To demonstrate the Central limit theorem, I found a cool package, Lahman containing the salaries of each Major League Baseball player from 1871 to 2015. As you can expect, the salary distribution is a highly right skewed distribution. However, if we subsample sufficiently large number of players and calculate the mean. The distribution of those means will follow normal distribution! Magic~
Let’s first load the package and subset the salaries from just one year. Note that, because the salary data is inside the Lahman package, so we have to use data()
again to fetch it.
install.packages("Lahman")
library(Lahman)
data("Salaries")
Now let’s subset the salaries from one single year (say 2015). Do you remember how to do it?
head(money15)
## yearID teamID lgID playerID salary
## 24759 2015 ARI NL ahmedni01 508500
## 24760 2015 ARI NL anderch01 512500
## 24761 2015 ARI NL chafian01 507500
## 24762 2015 ARI NL collmjo01 1400000
## 24763 2015 ARI NL corbipa01 524000
## 24764 2015 ARI NL delarru01 516000
meansVector = function(times, size, dat, varb){
a<- as.numeric(times)
b <- as.numeric(size)
v <- c()
for(i in 1:a){
y<- sample(dat[,varb],b,replace=TRUE)
m <- mean(y)
v <- c(v,m)
}
v
}
Here I write a small function, which will return the means of each subsample as a vector. The input of this function is (1) how many times you what to do subsample, (2) in each subsample, how many values you want to take (how many players’ salary you want to subsample out), (3) which year you want to do the subsample (in the following case, it’s year 2015, but you can subset another year), and (4) which variable you want to do the subsample ( in the following case, it’s “salary”).
Let’s take a look of the salary distribution in year 2015.
hist(money15$salary, main = "distribution of salary")
avg=mean(money15$salary)
SD=sd(money15$salary)
abline(v=avg, col="blue")
legend("topright", legend = c(paste0("mean=", avg), paste0("SD=", SD)),text.col=c("blue", "dark green"))
Obviously, it’s highly right skewed.
Now let’s plot the histogram of 10 subsamples with 100 values in each subsample.

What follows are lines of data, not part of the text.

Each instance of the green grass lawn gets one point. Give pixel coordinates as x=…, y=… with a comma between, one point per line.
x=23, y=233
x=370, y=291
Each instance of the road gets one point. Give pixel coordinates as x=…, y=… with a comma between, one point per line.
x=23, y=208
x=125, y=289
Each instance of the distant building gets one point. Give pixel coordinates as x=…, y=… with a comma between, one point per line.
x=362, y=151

Let’s gradually increase the number of subsamples but fix the values in each subsample for now.
How about we fix the number of subsample but increase the value taken in each subsample?
We start from 1280 subsamples with 10 values in each subsample.

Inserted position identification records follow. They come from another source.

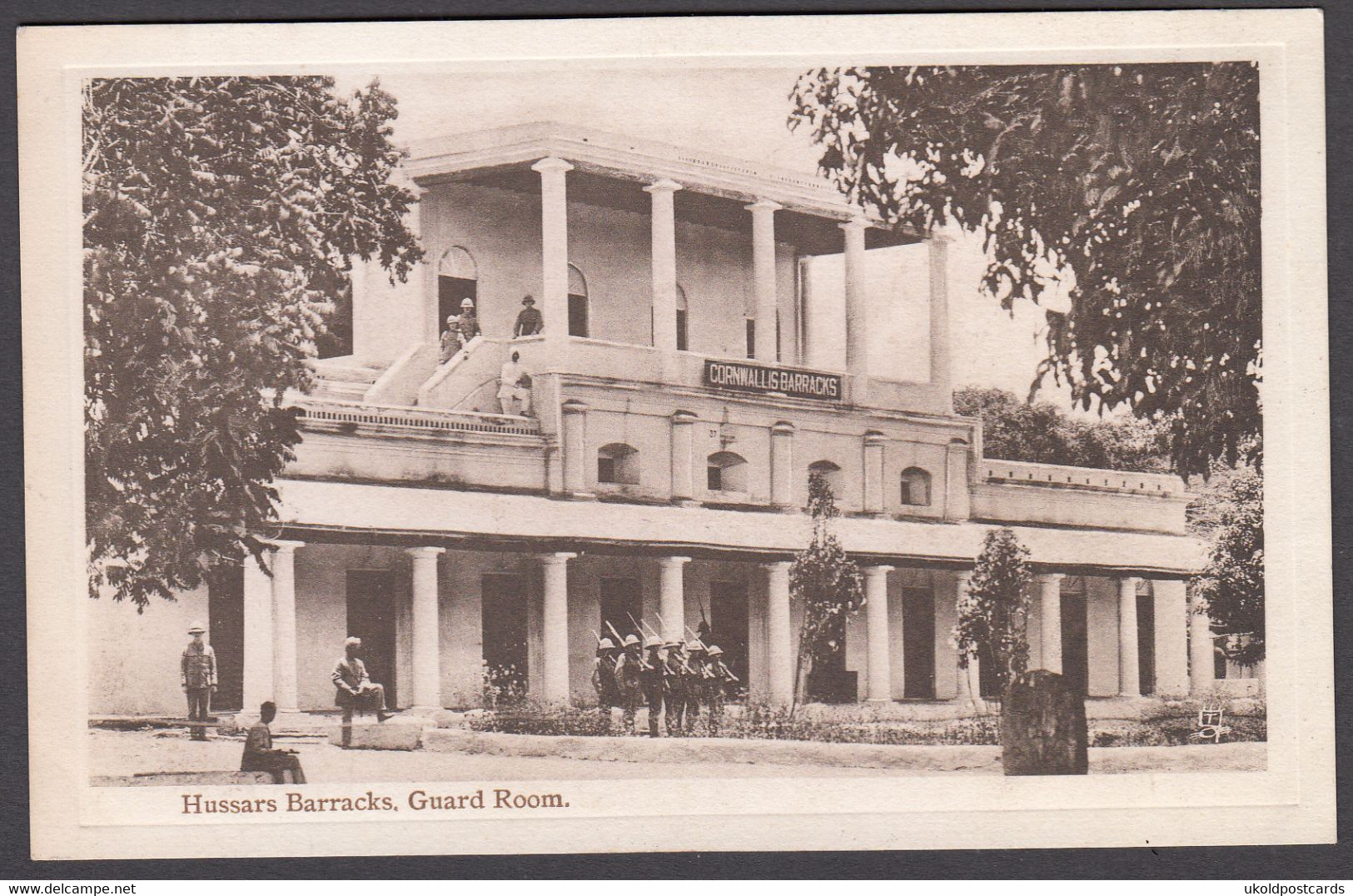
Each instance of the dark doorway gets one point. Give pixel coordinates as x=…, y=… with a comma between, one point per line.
x=371, y=616
x=450, y=292
x=621, y=605
x=729, y=625
x=919, y=643
x=577, y=314
x=226, y=635
x=504, y=612
x=1147, y=643
x=1075, y=646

Let’s gradually increase the values taken in each subsample.
Try to create same series of histograms with players’ salaries in 2014.
Now demonstrate central limit theorem with the “mpg (miles/gallon)” variable in the mtcars (Motor Trend Car Road Tests) data set. mtcars is another built-in data set in the base package of R. You can use the meansVector function I wrote for you to generate a vector of means.
Make sure that you are able to
(1) read in (data()
) data,
(2) plotting the histogram of “mpg” variable
(3) create a series of histograms with gradually increasing numbers of subsamples but fixed values taken in each subsample
(4) create a series of histograms with fixed numbers of subsamples but gradually increasing values taken in each subsample
data("mtcars")
hist(mtcars$mpg)
hist(mtcars$mpg, main = "distribution of mpg", breaks=10)
avg=mean(mtcars$mpg)
SD=sd(mtcars$mpg)
abline(v=avg, col="blue")
legend("topright", legend = c(paste0("mean=", avg), paste0("SD=", SD)),text.col=c("blue", "dark green"))
# It's a pretty flat distribution (uniform distribution)